Читать книгу Cuentos de Asia, Europa & América онлайн | страница 48

La ciudad no expulsa a nadie, al contrario: cautiva y engaña, seduce con un falaz canto de sirena fuera del agua, las tetas al aire.

Muchos ceden y allí se quedan: somos cada vez menos, nosotros, aquí en la cima de los cerros, falsos semidioses, envidiosos testigos, en realidad, de lo que allá abajo se gesta.

Algunos bajan, ven, vencen y regresan victoriosos a mostrarnos sus trofeos, la rebaba urbana por ellos conquistada; otros, simplemente nos dan la espalda y, una vez allá abajo, nos olvidan, como si pensarnos amenazara con transformarlos en efímeras estatuas de sal.

Atardece.

Vigilantes de la ciudad, los volcanes lo miran todo, cada vez menos nieve en sus alturas: uno humea mientras la otra duerme.

El sol se posa a nuestras espaldas y creemos ver nuestra inmensa sombra cubrir la ciudad, nuestra propia mancha sobre la mancha urbana, mancha eclipsada por nuestra fugaz, efímera grandeza de sombra.

No vemos regresar a nuestro hijo, nosotros, concentrados en el ocaso.

Mañana será otro día.

Y él, nuestro hijo, pronto comenzará a desprenderse de nosotros para ser alguien y no volver más a nuestro seno.

Nacimiento

Esa mañana se despertó con una convicción, poseído por la más importante de sus decisiones; no tuvo que desperezarse: estaba pleno de energía, como nunca antes, y se paró de un brinco.
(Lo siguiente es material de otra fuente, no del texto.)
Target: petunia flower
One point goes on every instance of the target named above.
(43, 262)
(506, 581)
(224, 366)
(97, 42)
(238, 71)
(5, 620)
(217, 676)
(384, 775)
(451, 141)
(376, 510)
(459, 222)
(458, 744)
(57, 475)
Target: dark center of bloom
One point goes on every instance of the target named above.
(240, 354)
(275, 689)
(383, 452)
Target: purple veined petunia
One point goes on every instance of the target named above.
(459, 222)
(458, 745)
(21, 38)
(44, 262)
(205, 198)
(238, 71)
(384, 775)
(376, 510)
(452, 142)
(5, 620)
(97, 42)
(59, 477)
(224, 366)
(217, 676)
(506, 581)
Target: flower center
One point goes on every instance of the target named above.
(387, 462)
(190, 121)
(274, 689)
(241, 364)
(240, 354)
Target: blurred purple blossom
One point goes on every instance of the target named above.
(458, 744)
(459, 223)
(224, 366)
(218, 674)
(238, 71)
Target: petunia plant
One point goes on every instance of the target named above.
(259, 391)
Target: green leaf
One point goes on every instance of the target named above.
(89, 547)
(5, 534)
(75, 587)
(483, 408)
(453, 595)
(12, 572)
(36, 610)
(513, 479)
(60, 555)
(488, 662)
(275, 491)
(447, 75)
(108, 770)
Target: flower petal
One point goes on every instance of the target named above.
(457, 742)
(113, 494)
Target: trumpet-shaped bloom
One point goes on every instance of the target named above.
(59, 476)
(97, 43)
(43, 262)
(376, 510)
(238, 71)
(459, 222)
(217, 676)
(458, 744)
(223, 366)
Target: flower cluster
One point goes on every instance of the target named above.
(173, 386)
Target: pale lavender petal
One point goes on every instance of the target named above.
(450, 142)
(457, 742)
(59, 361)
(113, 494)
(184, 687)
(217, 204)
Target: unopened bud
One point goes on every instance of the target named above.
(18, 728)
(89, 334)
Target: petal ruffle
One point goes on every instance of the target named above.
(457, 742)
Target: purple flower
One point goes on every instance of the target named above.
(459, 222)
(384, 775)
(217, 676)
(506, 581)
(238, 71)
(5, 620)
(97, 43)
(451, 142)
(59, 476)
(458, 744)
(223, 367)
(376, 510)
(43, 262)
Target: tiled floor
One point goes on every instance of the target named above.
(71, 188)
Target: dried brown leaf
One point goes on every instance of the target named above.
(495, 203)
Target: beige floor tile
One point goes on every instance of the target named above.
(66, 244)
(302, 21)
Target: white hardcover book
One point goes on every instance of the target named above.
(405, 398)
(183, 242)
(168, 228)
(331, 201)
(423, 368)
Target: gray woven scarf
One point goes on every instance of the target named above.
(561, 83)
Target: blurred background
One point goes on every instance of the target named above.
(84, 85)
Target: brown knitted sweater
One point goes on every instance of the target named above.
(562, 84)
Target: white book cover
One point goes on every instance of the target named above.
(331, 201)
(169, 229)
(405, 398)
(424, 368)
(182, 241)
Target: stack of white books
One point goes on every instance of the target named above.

Dio con su reflejo de inmediato, allí, en el espejo de cuerpo completo que había colocado en la puerta del cuarto de servicio, en la azotea de la casa de su madre, su esposo y los demasiados hijos —hijas en realidad: él era el único varón parido por su madre— que le habían quitado su espacio original, la recámara de su olvidada infancia.

Desnudo, el pene erecto y una sonrisa imborrable en la cara, se acarició la barbilla y dijo en voz alta:

—Seré el mejor.

No sería una mejor persona, no: sería el mejor de todos.

No se dirigiría más a sí mismo en tercera persona, como un personaje secundario, no: sería, seré un protagonista.

—Seré yo, por fin.

Eso me dije.

Luego me masturbé; me vacié contra el espejo, ante la imagen de ella, desnuda y testiga de mis estertores, congelada en su pose pornográfica, prisionera del papel cuché y la tinta mancillada por la terca luz del sol.